My faith, I think. A quiet, steady voice that said, "Don't give up on them yet.” Give them time. Give them care. Don't confuse slow with gone.

So, I kept watering. I kept tending. I gave them what they needed without demanding they perform on my timeline.

And this week? The tiniest green pushing through the soil. Life returning, not on my schedule, but right on time.

I see this in practice every single day.

I work with chiropractors who are talented, educated, and deeply committed to their patients. And yet somewhere along the way, the growth slowed. The momentum that once felt effortless started to feel like work. The new practitioners around them seem to be blooming while they're standing in soil that feels cold and hard.

And the temptation, oh, I understand it, is to dig it all out. Blow up the systems. Chase the next shiny strategy. Start over, or worse, give up.

But here's what twenty-five years of coaching has taught me: most of the time, the practice isn't broken. It's just in a season. And what it needs isn't replacement. It needs tending.

It needs someone to look at what's actually there, systems that work, those that don’t, the patient relationships, the referral patterns, the team dynamics, the way you're showing up,and say, "This is worth caring for." Let's give it what it needs.

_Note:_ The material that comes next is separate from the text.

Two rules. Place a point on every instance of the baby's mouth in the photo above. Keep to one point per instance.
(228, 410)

That is the work I do. Not because practices are failing, but because good things deserve to grow into great things. Because you built something real, and real things are worth tending.

3 Ways to Tend Your Garden This Month

Growth in practice and in life rarely comes from doing more. It comes from doing the right things, consistently, with intention.

Here are three places to put your energy this April.

🌱 Revisit Your Roots. When a plant stops thriving, the first place a gardener looks is the root system. Do the same in your practice this month. Go back to your why, the reason you chose this profession, the patients who changed your life, the vision you had when you first opened your doors. Identity drives decisions, and decisions create momentum. If your results have drifted, the drift usually started at the root. Reconnect there first.

🌿 Water What's Already Growing. New leads and new patients get a lot of attention. But your existing patient relationships are your most fertile ground. This month, identify your top 20 most loyal, connected patients and invest intentionally in those relationships. A personal call. A handwritten note. A meaningful conversation at their next visit. Referrals don't come from systems alone; they come from people who understand value, want to collaborate, and feel genuinely seen. Nurture what you already have.

☀️ Clear What's Blocking the Light. Every garden has something crowding out the growth, an overgrown habit, a draining commitment, a story you've been telling yourself about what's possible. This month, name one thing in your personal life or practice that is consuming energy without producing fruit. You don't have to overhaul everything. Just remove one thing that's blocking the light and watch what the space allows.

Spring is an invitation.

Not just in the garden, but in your practice and in your life. It's the season of re-emergence, when everything that survived the cold starts reaching for the light again. You don't have to have it all figured out. You don't have to be blooming at full capacity right now.

You just have to be willing to be tended, nurtured, and find the light.

If something in you stirred while reading this, if you've been standing over your own practice wondering whether to wait, chase a shiny object, or walk away, I'd love to talk. Sometimes the most powerful thing you can do is let someone who believes in what you've built come alongside you and help you see what's still alive in there.

Because I promise you, it's there.

Don't dig it out, give up, or ignore the season. Not yet. Not before you give it the care it deserves.